The default position lately seems to be that social media is being grasped best by PR agencies, and a lot of PR agencies are winning social media business. As a former PR agency person who’s also worked in a social media shop, I’d agree that there are a lot of reasons that PR firms should win the social agency wars. But there are a lot of strikes against them too. Others have recently expounded on why social belongs in PR; I’m going to take the other side and outline where I feel PR is falling short and must catch up in order to win and deliver on integrated social media campaigns.
PR agencies have traditionally not controlled a lot of marketing dollars. They work primarily on fixed retainers, with some out-of-pocket budget, but generally have not had access to large, scalable media budgets like traditional ad agencies or digital agencies do. And since PR and marketing are still separate at most companies, shifting marketing money to PR departments in order to cover social media costs will be an uphill battle in many companies.
And there’s no question that there are costs for social. While some PR agencies continue to tell clients that social is “earned” media, it really isn’t, anymore. Most bloggers expect some form of compensation when they market brands, products or services. There is a cost to acquiring fans in Facebook. It takes time to drive a Twitter following.
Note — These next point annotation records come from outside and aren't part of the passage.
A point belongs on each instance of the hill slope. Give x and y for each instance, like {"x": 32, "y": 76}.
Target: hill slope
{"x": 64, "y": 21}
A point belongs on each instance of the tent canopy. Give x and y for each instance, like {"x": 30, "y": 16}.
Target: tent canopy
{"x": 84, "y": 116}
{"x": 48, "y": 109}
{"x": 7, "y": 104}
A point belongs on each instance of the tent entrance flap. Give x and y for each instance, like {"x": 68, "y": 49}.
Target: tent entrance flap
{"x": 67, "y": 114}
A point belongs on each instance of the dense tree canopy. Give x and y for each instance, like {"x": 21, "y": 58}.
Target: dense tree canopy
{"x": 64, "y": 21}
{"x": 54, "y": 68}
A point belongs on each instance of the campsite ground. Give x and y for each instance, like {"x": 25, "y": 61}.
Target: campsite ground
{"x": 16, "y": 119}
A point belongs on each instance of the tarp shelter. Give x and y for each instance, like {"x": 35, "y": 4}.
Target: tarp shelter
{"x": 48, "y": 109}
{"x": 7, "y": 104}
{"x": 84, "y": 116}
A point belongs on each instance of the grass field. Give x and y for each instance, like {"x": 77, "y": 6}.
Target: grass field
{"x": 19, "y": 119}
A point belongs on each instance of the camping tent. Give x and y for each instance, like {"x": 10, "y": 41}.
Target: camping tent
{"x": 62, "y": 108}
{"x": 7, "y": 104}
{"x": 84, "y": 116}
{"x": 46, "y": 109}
And creating content to fuel social media channels can be costly if done well. If PR is going to continue to gain ground in social, they must be ready to create, pitch and win budgets that go well beyond the traditional PR pervue.
Increasingly, social is a technology play. From Facebook applications to integration with Shopkick, brands are using new technologies to reach and engage with their communities, on the web and on mobile. And while I have great respect for my PR colleagues – I’ve worked with a lot of really smart people – I’ve just got to say: they are, on the whole, not the most tech-savvy group I know. Yes, the kids right out of college get it, and there are some very tech-focused PR execs, but many VPs and SVPs often can’t manipulate their own Blackberries, let alone use a QR code scanner. So how is this group going to be able to embrace, sell in, and deliver on technologies that will create or enhance social opportunities?
I don’t think that PR firms necessarily need to create technology themselves – solid partnerships with trusted developers and platforms should be enough to accomplish a PR program’s goals. But there have got to be people within the PR agency who understand how to spec and manage development projects to be able to get projects executed professionally, on budget and in a way that impresses the client. I just don’t see a lot of PR firms even thinking this way yet, let alone hiring these kinds of people – it’s too difficult to justify a seemingly non-billable technology person in a traditional PR hierarchy. This will continue to be a huge hole for most agencies, and the shops that come around and get this will have a huge leg up on their competition.
Forget the editorial/advertising church-and-state separation: PR agencies who want to win at social are going to have to at least learn to talk the talk about advertising. If Facebook ads weren’t enough, there are a whole slew of other social advertising opportunities out there, from iAds to Twitter promoted tweets to location-based mobile ads. And for many PR people this will be anathema. They want to work in the world of earned media, not paid; however, without a social media ad spend, some social campaigns will fall short.
But going back to budgets for a moment, most PR people who won’t be able to create an appropriate ad budget, let alone have the knowledge to sell it in and execute on it. As with technology, PR firms may not need to develop ad buying capabilities in house, but they will need people who know enough about it to be good partners to people who do, and, again, execs who can sound smart in front of the client and get social ads sold in.
The bottom line: though PR seems to have the creative and storytelling capabilities that fuel a lot of what social is, most firms lack skillsets that they need to be able to deliver an integrated social media approach. This will keep some firms hopping for a while until they figure out how to plug the holes, or else they’ll just decide not to play in the social media arena.
Is your PR firm plugging the social media knowledge gaps or abdicating to others? Are you frustrated or elated at the direction this is going? The comments are yours.